Key findings from this meta-analysis indicated that anxiety (β = −4.762, p = 0.0029), depression (β = −4.591, p < 0.0001), and uncontrolled seizures (β = −4.321, p < 0.0001) significantly contributed to reduced HRQoL (Table 2). These factors demonstrated not only strong statistical significance but also high levels of heterogeneity, with I² values of 95.91, 95.16, and 75.78%, respectively, indicating variability in the study results. Additionally, perceived stigma negatively impacted HRQoL (β = −3.047, p = 0.0017), while comorbidity showed a profound effect (β = −9.176, p < 0.0001), making it the most important factor among those analyzed.

Table 2

Table 2. Factors associated with poor quality of life in patients with epilepsy in Sub-Saharan Africa.

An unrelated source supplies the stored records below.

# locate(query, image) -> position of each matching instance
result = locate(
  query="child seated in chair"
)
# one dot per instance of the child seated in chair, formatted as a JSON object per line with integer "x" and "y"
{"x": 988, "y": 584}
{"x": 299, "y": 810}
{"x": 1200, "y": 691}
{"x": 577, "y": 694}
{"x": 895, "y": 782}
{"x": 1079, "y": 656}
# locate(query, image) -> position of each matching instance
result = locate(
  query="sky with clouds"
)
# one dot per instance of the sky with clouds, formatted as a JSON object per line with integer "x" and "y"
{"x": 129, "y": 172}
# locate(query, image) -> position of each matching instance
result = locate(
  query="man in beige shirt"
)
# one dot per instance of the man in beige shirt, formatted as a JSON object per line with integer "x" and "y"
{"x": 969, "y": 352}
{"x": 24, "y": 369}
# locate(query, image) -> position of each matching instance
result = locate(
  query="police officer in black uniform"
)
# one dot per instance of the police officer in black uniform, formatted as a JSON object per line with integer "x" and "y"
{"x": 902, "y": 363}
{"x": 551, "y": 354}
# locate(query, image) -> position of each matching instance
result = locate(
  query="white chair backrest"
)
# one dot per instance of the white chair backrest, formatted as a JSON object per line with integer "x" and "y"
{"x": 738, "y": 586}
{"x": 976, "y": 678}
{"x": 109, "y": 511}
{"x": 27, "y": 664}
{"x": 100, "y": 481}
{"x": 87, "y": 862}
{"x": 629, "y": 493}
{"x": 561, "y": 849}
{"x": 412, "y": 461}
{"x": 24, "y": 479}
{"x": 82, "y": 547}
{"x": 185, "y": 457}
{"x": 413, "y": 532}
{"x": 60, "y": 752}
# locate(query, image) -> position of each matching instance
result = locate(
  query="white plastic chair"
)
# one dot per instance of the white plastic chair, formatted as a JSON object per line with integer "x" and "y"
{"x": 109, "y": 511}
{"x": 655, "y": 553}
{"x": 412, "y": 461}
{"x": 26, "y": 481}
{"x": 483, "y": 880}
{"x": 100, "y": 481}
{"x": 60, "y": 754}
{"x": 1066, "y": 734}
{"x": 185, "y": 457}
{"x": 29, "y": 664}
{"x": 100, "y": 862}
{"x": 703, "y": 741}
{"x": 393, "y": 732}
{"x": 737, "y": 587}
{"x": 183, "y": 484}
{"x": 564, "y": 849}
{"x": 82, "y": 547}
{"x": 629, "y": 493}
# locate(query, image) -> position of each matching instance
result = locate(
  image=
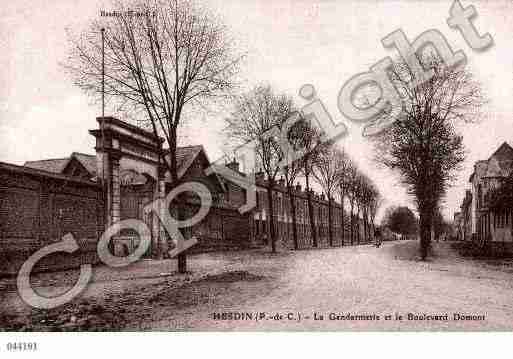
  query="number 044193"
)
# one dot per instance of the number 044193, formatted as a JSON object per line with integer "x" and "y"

Conversely, other variables, such as no formal education (β = −2.082, p = 0.5909), lack of family/social support (β = −0.344, p = 0.3644), and polypharmacy (β = −0.915, p = 0.3293), were not statistically significant, suggesting that they may not play a critical role in determining HRQoL for these patients in SSA. The side effects of antiepileptic drugs (β = −0.678, p = 0.0802) also did not reach significance, although the p-value was close to the threshold, indicating potential relevance. Lastly, a family history of epilepsy showed a statistically significant negative impact on HRQoL (β = −5.093, p = 0.0013).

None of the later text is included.